I'm sure robots won't replace men on a 1:1 basis.

It would be interesting to see a long term analysis of cost. I mean yeah soldiers are "cheap" if you just look at their salary, but when you combine everything associated with them during and after service, they can be quite pricy.

But then what will be the upfront cost of Robot's, now include ongoing R&D, upgrades, repairs.... et cetera, i would think it would cost more.
 
But then what will be the upfront cost of Robot's, now include ongoing R&D, upgrades, repairs.... et cetera, i would think it would cost more.

Look at the long term costs. You can just scrap a severely damaged robot. A seriously injured soldier requires a lifetime of disability and medical costs.

Robots also don't leave behind widows and orphans.
 
These guys at a minimum deserve this. I personally know good friends that came back "different" from deployment. They were in combat and they need help.
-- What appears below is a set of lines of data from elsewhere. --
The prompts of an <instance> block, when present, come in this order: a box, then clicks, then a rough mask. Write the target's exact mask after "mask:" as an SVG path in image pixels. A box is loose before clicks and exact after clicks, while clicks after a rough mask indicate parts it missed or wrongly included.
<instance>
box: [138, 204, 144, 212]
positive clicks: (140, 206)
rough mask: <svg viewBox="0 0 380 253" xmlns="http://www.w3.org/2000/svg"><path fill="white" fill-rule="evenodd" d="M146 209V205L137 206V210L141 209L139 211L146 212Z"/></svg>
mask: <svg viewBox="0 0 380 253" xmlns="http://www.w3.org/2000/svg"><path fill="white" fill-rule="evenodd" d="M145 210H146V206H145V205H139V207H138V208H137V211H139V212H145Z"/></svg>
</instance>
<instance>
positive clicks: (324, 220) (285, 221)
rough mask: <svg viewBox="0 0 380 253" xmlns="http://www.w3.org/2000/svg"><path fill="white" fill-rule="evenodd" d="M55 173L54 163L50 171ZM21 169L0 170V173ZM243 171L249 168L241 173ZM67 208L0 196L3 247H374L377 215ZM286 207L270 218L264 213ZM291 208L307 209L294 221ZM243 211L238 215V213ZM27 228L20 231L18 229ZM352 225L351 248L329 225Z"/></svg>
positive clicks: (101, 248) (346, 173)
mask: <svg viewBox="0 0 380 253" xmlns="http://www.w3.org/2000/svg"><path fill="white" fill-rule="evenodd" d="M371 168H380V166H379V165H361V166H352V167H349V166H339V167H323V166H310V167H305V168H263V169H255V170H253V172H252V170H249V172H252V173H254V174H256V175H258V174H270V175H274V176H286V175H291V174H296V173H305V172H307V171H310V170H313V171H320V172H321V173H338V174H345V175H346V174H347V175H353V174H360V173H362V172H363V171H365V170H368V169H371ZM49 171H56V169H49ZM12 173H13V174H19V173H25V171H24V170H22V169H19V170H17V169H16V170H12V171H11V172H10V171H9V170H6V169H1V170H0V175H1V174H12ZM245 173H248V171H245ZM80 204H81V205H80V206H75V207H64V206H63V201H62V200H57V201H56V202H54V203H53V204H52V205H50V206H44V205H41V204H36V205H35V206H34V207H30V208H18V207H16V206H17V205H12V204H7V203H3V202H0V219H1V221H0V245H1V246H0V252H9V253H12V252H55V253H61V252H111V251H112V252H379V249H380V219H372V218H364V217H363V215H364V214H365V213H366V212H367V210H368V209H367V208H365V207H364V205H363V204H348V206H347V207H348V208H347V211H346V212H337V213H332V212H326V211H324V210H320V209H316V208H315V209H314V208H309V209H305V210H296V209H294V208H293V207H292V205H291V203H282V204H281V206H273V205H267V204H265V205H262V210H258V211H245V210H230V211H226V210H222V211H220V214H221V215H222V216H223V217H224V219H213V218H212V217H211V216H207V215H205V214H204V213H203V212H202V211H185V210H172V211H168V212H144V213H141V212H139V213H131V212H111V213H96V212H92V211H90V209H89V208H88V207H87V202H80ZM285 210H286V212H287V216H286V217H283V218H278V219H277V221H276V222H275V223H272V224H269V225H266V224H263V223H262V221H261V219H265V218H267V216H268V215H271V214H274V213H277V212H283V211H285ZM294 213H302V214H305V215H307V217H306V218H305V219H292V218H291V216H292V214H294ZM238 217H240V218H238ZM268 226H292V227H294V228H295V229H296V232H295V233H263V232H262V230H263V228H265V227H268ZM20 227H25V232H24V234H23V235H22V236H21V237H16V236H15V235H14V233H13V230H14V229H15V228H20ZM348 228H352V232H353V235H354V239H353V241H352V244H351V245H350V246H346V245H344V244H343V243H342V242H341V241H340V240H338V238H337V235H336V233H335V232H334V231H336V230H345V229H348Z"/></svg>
This isn't about an emotional response. It's irrelevant whether any member of the military deserves lifetime pay, the fact is that this country simply cannot afford it. It's not a question of merit, it's a question of fiscal feasibility.

We spend too much money fighting other people's wars for them and the US tax payer is paying for generations to come. I am not against the military or against using it, but we have to scale down when fighting in someone's sand is just not worth the cost or when we are simply out of money to do so.